Some questions about ctdb availability when some node is crashed

Fri Nov 16 09:02:00 MST 2012

Dear martin,

Thanks for your reply!

In my tests, the IPs hosted by the failed node was moved to other nodes
correctly.
But all records in test.tdb can not be fetched on all nodes, i.e. {node-0,
node-1, node-2, node-3}.
It seems hanging when doing ctdb_fetch_lock:force_migration
when node-0, node-2, node-3 tries to fetch the record from test.tdb.
Is there any mechanism to revoke __transaction_lock__?

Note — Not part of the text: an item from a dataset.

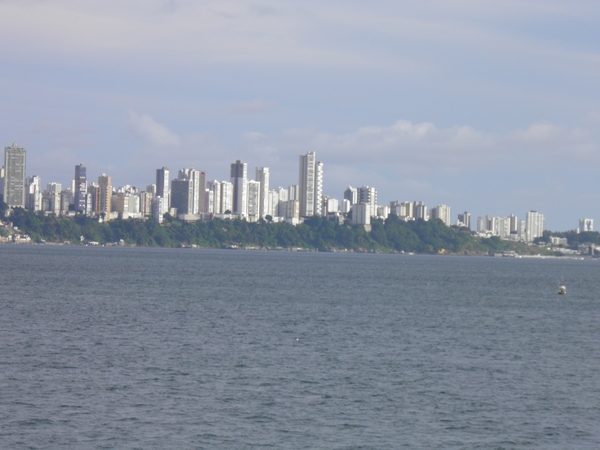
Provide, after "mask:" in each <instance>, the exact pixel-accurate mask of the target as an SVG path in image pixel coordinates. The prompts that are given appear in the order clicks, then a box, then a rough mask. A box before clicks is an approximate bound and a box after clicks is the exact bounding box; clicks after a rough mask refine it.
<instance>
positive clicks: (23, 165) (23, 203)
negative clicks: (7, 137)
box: [3, 142, 27, 208]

Thanks again. I really appreciate receiving any input from smart people
like you guys.

az

2012/11/16 Martin Schwenke <martin at meltin.net>

> On Sun, 11 Nov 2012 15:23:02 +0800, XW Huang <xwhuang123 at gmail.com>
> wrote:
>
> > A record (/tmp/test) is stored in a persistent tdb (test.tdb) by this
> > command.
> >
> > $sudo ctdb pstore test.tdb /tmp/test /tmp/test
> >
> > This record is fetched again and again on node-1.
> > Then, node-1's network interface was turned down to simulate it is
> crashed
> > by this command.
> >
> > $sudo ifconfig eth0 down
> > [...]
>
> > [...]
> > However, the records in test.tdb can not be fetched anymore.
> > But "ctdb getdbstatus" says test.tdb is healthy
> > and "ctdb catdb" can dump its content:
> > [...]
>
> It sounds like you are still trying to fetch the record on node 1.
> That won't work.  CTDB isn't available on that node.
>
> If you are providing a CIFS service using Samba/CTDB then when a node
> fails, the IPs hosted by the failed node will be moved to other nodes
> so that they can continue to provide the CIFS service. Then any data
> that Samba needs from CTDB can be fetched on those other nodes.
>
> Does that help?  :-)
>
> peace & happiness,
> martin
>